A novel approach to corpus-based parsing is proposed. In this framework, a probabilistic grammar is constructed whose rules are partial trees from a syntactically-bracketed corpus. The distinctive feature is that the partial trees are multi-layered. In other words, only a small number of non-terminals are used to cut the initial trees; other grammatical nodes are embedded into the partial trees, and hence into the grammar rules. Good parsing performance was obtained, even with small training corpora. Several techniques were developed to improve the parser's accuracy, including in particular two methods for incorporating lexical information. One method uses probabilities of binary lexical dependencies; the other directly lexicalizes the grammar rules. Because the grammar rules are long, the number of rules is huge - more than thirty thousand from a corpus of one million words. A parsing algorithm which can efficiently handle such a large grammar is described. A Japanese parser based on the same idea was also developed.

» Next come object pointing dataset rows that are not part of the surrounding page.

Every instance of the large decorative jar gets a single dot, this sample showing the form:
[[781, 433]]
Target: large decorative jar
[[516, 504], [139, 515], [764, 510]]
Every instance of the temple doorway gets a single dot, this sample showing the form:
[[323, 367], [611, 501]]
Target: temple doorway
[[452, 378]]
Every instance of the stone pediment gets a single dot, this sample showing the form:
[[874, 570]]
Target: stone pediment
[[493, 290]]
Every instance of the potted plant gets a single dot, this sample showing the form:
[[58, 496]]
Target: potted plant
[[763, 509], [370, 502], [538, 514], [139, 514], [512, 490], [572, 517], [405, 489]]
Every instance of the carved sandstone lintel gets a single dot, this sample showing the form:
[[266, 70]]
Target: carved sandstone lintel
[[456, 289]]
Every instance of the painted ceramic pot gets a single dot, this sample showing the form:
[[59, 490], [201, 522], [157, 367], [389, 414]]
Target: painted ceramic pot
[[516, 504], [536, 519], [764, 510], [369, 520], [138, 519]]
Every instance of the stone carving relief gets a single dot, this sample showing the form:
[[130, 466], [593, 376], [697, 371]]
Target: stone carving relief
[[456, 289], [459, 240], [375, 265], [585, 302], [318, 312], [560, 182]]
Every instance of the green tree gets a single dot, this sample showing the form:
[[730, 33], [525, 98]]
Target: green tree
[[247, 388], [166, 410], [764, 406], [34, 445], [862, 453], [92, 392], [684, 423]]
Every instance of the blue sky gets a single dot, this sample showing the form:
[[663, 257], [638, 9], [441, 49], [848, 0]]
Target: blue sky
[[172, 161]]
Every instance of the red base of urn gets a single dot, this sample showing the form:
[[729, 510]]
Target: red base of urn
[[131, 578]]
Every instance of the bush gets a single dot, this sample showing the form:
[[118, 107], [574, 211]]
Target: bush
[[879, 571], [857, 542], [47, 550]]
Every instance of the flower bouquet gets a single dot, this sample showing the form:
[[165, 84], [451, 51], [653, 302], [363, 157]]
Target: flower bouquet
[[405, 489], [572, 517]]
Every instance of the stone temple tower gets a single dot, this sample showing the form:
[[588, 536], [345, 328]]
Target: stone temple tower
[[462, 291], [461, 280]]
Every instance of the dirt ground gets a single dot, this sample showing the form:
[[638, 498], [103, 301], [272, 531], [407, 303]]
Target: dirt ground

Corpus-based sublanguage studies were conducted to relate the notion of sublanguage to lexical and syntactic properties of a text. A statistical method based on word frequencies was developed to define sublanguages within a collection of documents; this method was evaluated by identifying the sublanguage of new documents. Relative frequencies of different syntactic structures were used to assess the domain dependency of syntactic structure in a multi-domain corpus. Cross-entropy measurements showed a clear distinction between fiction and non-fiction domains. Experiments were then performed in which grammars trained on individual domains, or sets of domains, were used to parse texts in the same or other domains. The results correlate with the measurements of syntactic variation across domains; in particular, the best performance is achieved using grammars trained on the same or similar domains.

The parsing and sublanguage techniques were applied to speech recognition. Sublanguage techniques were able to increase recognition accuracy, and some promising cases were found where the parser was able to correct recognition errors.